Barros Maya, Kasirajan Gayathri, Jones Amara, Schlichting Aidan, Ruiz-Ciancio Dario, Lin Li-Hsien, Narayan Chandan, Veeramani Suresh, Thiel Kristina W, Kennedy George Clare, Darcy Isabel, Thiel William
Department of Internal Medicine, University of Iowa, Iowa City, IA.
Division of Cardiovascular Medicine, University of Iowa, Iowa City, IA.
bioRxiv. 2025 Aug 30:2025.08.27.672406. doi: 10.1101/2025.08.27.672406.
The SELEX process to identify RNA and DNA aptamers relies on sequencing selection rounds to detect highly specific aptamers through patterns of aptamer accumulation or enrichment. However, this approach infers rather than quantify aptamer specificity. Here we present a novel strategy for directly quantifying aptamer specificity within enriched libraries termed Aptamer Specificity Sequencing for Efficient Targeting (ASSET). The ASSET framework takes experimental samples and replicates testing the specificity of an aptamer library and prepares them for next-generation sequencing (NGS) with a . This enables robust data normalization, calculation of aptamer with statistical significance, and the creation of of individual aptamers across multiple targets and non-targets. By integrating ASSET specificity scores with conventional selection round sequencing data, aptamers can be easily classified as true or false positives and negatives, allowing for easy separation of true positive aptamers. Compared to conventional methods for identifying aptamer candidates, such as measuring abundance or enrichment, ASSET specificity scores show a strong correlation with experimentally measured specificity. This supports ASSET as a more effective metric for selecting lead candidates following SELEX. ASSET is an easily implemented framework that accelerates the identification of highly specific aptamers, thereby expediting aptamer discovery for therapeutic and diagnostic applications.

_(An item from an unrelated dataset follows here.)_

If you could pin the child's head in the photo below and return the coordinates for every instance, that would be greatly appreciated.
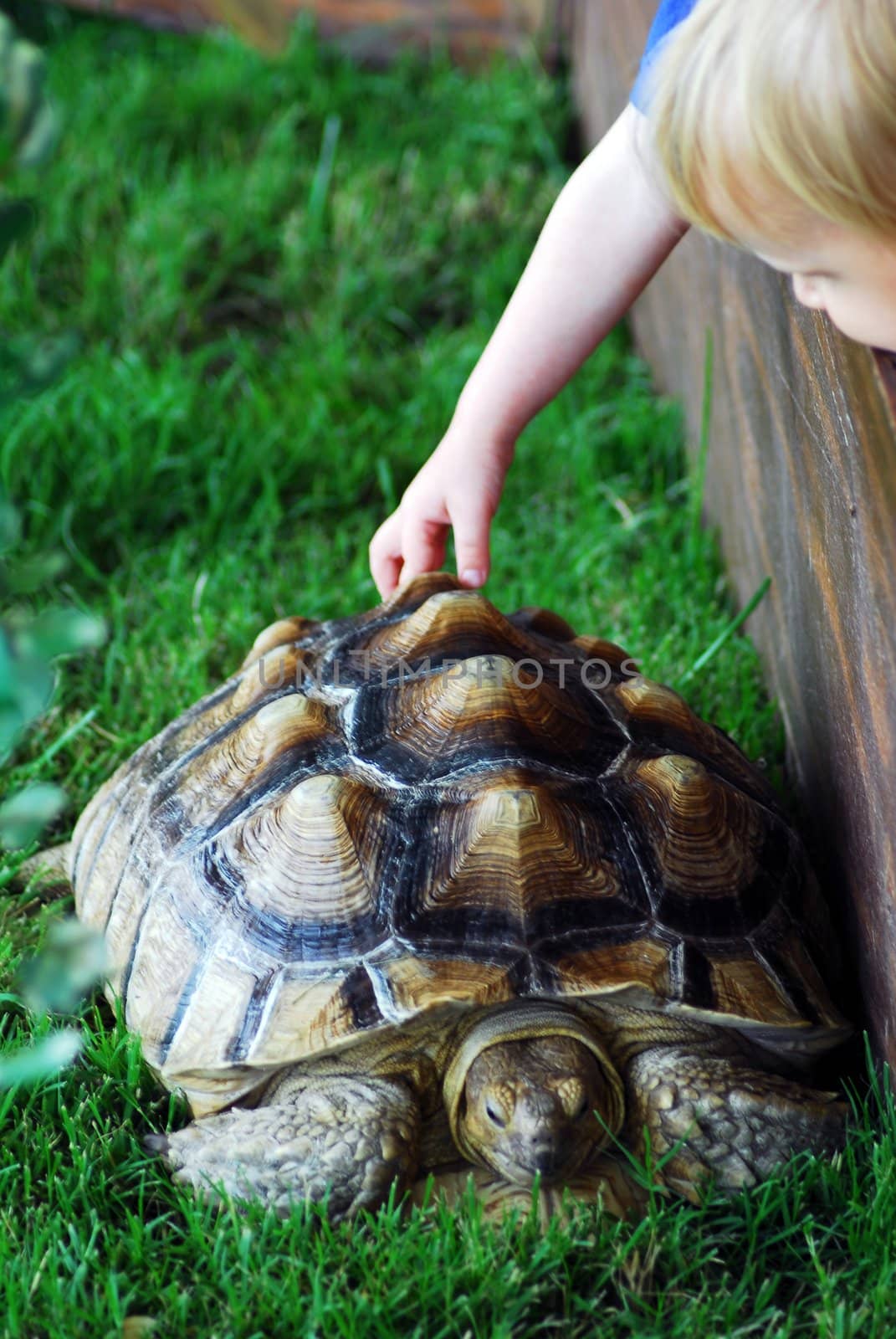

用于鉴定RNA和DNA适配体的SELEX过程依赖于测序选择轮次,通过适配体积累或富集模式来检测高度特异性的适配体。然而,这种方法是推断而非量化适配体特异性。在此,我们提出了一种在富集文库中直接量化适配体特异性的新策略,称为高效靶向适配体特异性测序(ASSET)。ASSET框架采用实验样本并重复测试适配体文库的特异性,并用一种(此处原文缺失具体内容)为下一代测序(NGS)做准备。这实现了强大的数据归一化、具有统计学意义的适配体计算,以及跨多个靶标和非靶标的单个适配体(此处原文缺失具体内容)的创建。通过将ASSET特异性评分与传统选择轮次测序数据相结合,适配体可以轻松分类为真阳性或假阳性及阴性,从而便于分离真阳性适配体。与用于鉴定适配体候选物的传统方法(如测量丰度或富集度)相比,ASSET特异性评分与实验测量的特异性显示出很强的相关性。这支持ASSET作为SELEX后选择先导候选物的更有效指标。ASSET是一个易于实施的框架,可加速高度特异性适配体的鉴定,从而加快用于治疗和诊断应用的适配体发现。